The new NHS reality

By Chris Rogers January 26, 2017 2:49 pm

When Aneurin Bevan set up the NHS all the way back in 1948, he probably didn’t expect the phrase “free at the point of use” to be quite the British health mantra it is today. But then again, he probably also wouldn’t have expected the population to be somewhere around the 70 million mark or for average life expectancy to be in excess of 70.

Free at the point of use has been the cornerstone of the health service for nearly seven decades. More than that, it’s been elevated almost to the point of national pride that if you get sick or injured, you can see a GP or be admitted to hospital. No ifs or buts, no interminable insurance forms to fill out. You need care, you get care.

Because we’ve elevated the ‘free healthcare’ of the NHS to such levels (Nigel Lawson famously suggested the the NHS was the nearest thing the English had to a religion), the very suggestion of charging for anything health related is major news, if not stapled to the front page. Even though it’s a bit of a myth – we pay for prescriptions and eye tests after all.

So, inevitably, suggestions that a growing number of GPs are in favour of charging for appointments is major news. Frankly, however, we shouldn’t be surprised by the suggestion – and while there are good reasons not to go down that road – it’s not something that can be immediately dismissed out of hand.

Primary care has always been the poor cousin of hospitals. Before the 2015 General Election, GP leaders were crying out for more money, citing that not even ten percent of the health service’s annual budget was directed their way. The demands on the NHS, and on GPs, have only grown since then. Ministers are pushing for surgeries to be open seven days a week, and doctors each have hundreds but more likely thousands of patients on their books. Many GP practices across England are not fit for the purpose of providing week-day care, let alone extended seven day services, with the NHS capital budget having been raided consistently to plug gaps in emergency services over the past few years.

The argument in favour of charging for GP appointments, as The Times succinctly put it, is that provide the financial resources needed to offer more appointments, while helping to fund training for more GPs to address a chronic shortfall and providing a disincentive to patients who miss their appointments. It could also help to ensure that care is delivered in fit-for-purpose, close to home facilities that will increase patients’ wellbeing across the board. The primary argument against is that could impact low-income families.

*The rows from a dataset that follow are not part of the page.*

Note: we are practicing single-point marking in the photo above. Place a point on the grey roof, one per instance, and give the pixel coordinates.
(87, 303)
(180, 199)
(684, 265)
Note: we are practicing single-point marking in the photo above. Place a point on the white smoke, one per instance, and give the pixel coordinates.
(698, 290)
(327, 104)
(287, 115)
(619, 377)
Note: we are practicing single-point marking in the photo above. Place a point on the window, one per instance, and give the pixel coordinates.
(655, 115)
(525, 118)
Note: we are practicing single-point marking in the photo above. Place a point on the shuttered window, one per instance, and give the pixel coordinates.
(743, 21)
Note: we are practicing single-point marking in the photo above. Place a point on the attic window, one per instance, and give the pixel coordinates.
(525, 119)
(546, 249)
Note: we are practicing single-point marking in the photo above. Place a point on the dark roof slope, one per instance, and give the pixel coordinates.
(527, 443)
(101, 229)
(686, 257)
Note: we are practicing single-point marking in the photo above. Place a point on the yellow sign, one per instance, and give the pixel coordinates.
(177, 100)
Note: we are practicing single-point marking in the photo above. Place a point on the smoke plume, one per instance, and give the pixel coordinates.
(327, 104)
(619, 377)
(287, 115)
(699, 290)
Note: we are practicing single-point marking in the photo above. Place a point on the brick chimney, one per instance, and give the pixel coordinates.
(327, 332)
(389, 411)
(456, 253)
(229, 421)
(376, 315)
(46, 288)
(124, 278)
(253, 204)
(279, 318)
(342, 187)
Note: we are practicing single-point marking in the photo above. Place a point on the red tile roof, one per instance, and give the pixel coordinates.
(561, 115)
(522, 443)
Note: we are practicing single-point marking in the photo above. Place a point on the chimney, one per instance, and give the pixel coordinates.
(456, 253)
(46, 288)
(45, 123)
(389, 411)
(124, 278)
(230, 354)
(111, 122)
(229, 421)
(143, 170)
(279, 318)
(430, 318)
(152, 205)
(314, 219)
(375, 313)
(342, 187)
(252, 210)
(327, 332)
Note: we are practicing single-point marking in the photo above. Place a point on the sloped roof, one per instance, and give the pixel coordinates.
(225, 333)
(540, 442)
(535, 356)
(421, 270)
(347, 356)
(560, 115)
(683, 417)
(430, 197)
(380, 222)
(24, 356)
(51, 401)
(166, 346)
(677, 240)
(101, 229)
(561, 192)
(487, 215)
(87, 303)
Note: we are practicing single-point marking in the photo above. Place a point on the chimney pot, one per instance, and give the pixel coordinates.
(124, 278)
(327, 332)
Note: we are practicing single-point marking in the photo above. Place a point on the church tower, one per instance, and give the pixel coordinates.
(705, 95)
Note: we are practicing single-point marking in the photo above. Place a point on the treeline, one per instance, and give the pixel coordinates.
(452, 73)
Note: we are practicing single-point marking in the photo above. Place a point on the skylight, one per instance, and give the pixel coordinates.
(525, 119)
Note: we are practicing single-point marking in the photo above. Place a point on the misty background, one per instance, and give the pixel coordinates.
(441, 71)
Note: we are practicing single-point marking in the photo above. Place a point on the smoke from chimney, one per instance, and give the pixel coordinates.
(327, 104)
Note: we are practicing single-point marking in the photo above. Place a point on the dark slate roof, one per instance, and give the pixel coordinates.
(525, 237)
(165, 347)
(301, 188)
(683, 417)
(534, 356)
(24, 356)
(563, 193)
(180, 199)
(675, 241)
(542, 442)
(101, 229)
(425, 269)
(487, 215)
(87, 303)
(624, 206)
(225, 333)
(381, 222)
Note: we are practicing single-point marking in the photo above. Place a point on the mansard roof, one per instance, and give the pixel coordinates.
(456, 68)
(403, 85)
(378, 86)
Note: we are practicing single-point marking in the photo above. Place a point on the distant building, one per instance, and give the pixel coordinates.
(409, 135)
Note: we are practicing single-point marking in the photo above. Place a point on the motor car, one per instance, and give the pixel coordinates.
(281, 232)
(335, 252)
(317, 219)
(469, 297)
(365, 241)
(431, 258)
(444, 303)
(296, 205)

Ministers will be loathed to consider, let alone agree, to charging for GP appointments. Doing so violates a central tenet of the NHS and could cost votes. But the issue even being on the table is symptomatic of the hard choices ministers will have to make when it comes to health policy during this parliament. Theresa May has strongly suggested there won’t be more money for the NHS beyond what was set out in the Five Year Forward View. Indeed, simply pouring money into the NHS is no long-term solution. But at the same time, every financial analysis of the NHS going shows it’s on its knees financially, while ministers continue to push for a seven day service.

There are pros and cons to charging for GP appointments. Like it or lump it though, it demonstrates the new reality of the NHS, one that’s not going away and that might mean ministers can’t have both deny significant additional funding and want doors open seven days a week.